Scottish National Dictionary (1700–)
About this entry:
First published 1974 (SND Vol. IX).
STRING, n., v. Sc. usages:
I. n. 1. In combs. and phrs.: (1) string-girse, couch-grass, Triticum repens (Bnff., Abd., Kcd., Ags., Slg. 1971); (2) string-measure, the measure of the quarter girth of a log as taken by a string passed round the circumference; (3) string-reader, in lacemaking: the operative who read the patterns directly on to the strings of the handloom (Ayr. 1971); (4) to go to the end of the string, to go as far as one can or dares, to go to the limits of conduct; (5) to take the mealpowk by the string, to take to begging.(2) Per. 1831 Per. Advertiser (27 Oct.):
A large quantity of larch, that squares from 6¾ to 9¼ inches, string measure.(5) Sc. 1842 R. M. McCheyne Memoirs (Bonar 1881) 267:
Do not go to the end of the string, that is, going as far as you can in dallying with temptation.(5) Gall. 1824 MacTaggart Gallov. Encycl. 378:
On a brother of his who had a small farm, he often insisted to take the meal-powk by the string, and follow him, as his trade was much better than farming.
2. A section or portional length of a fishing-line (see quot.) (ne.Sc. 1971).Abd. c.1890 Gregor MSS.:
The fishing-line is not all one piece. It is commonly formed of five or six pieces. In Collieston, the piece is called a “cut”; in Pittulie and Rosehearty, a “string”.e.Sc. 1971 Scottish Studies XIII. 6:
As a datum a string (of approximately 60 fathom) can be said to have 100 hooks and 10 strings can make one line. These figures are specific for Eyemouth, for instance, but variations range from Gamric which has only 5 strings (of 100 hooks) to a line, to Arbroath which has 7 strings (of 200 hooks).
3. Of rain: a continuous fall, a torrent.Abd. 1868 W. Shelley Wayside Flowers 176:
The rain cam' pourin' down in strings.
4. In pl.: an inflammation of the intestines in calves.Rxb. 1798 R. Douglas Agric.

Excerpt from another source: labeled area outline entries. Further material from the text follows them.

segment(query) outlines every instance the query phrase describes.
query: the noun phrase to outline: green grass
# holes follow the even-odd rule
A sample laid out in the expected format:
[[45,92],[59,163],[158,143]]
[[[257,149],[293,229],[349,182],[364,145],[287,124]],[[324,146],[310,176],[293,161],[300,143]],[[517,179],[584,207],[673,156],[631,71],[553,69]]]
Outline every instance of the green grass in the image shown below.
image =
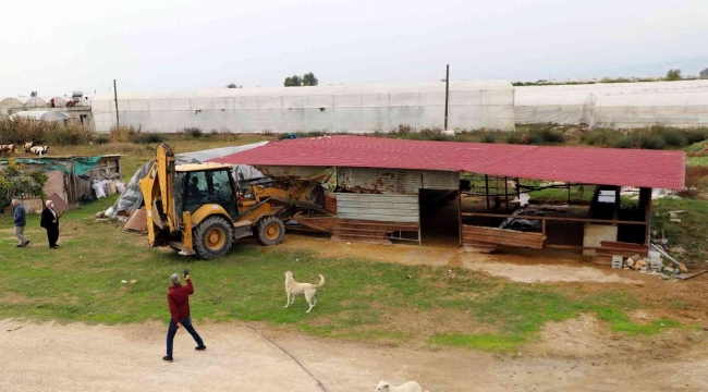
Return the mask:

Rxb. 149:
Calves, during the first three or four weeks, are sometimes seized with an inflammation in the intestines, provincially called liver-crook or strings.Dmf. 1812 W. Singer Agric. Dmf. 356:
Unless calves are fed with the milk of their own dams, warm, they are liable to a particular distemper of a convulsive nature, called the strings.
5. A road crossing a water-shed or hill-ridge (Ayr. 1971). Hence Gael. sreang. a ridge. Freq. in place-names in W. Scot.Arg. 1889 Lord A. Campbell Waifs I. 28:
She fled with the precious deeds across the String of Lorn.Bte. 1958 W. & A. K. Johnston Gazetteer Scot. 226:
The String, mountain road, island of Arran, from Brodick to Blackwater foot.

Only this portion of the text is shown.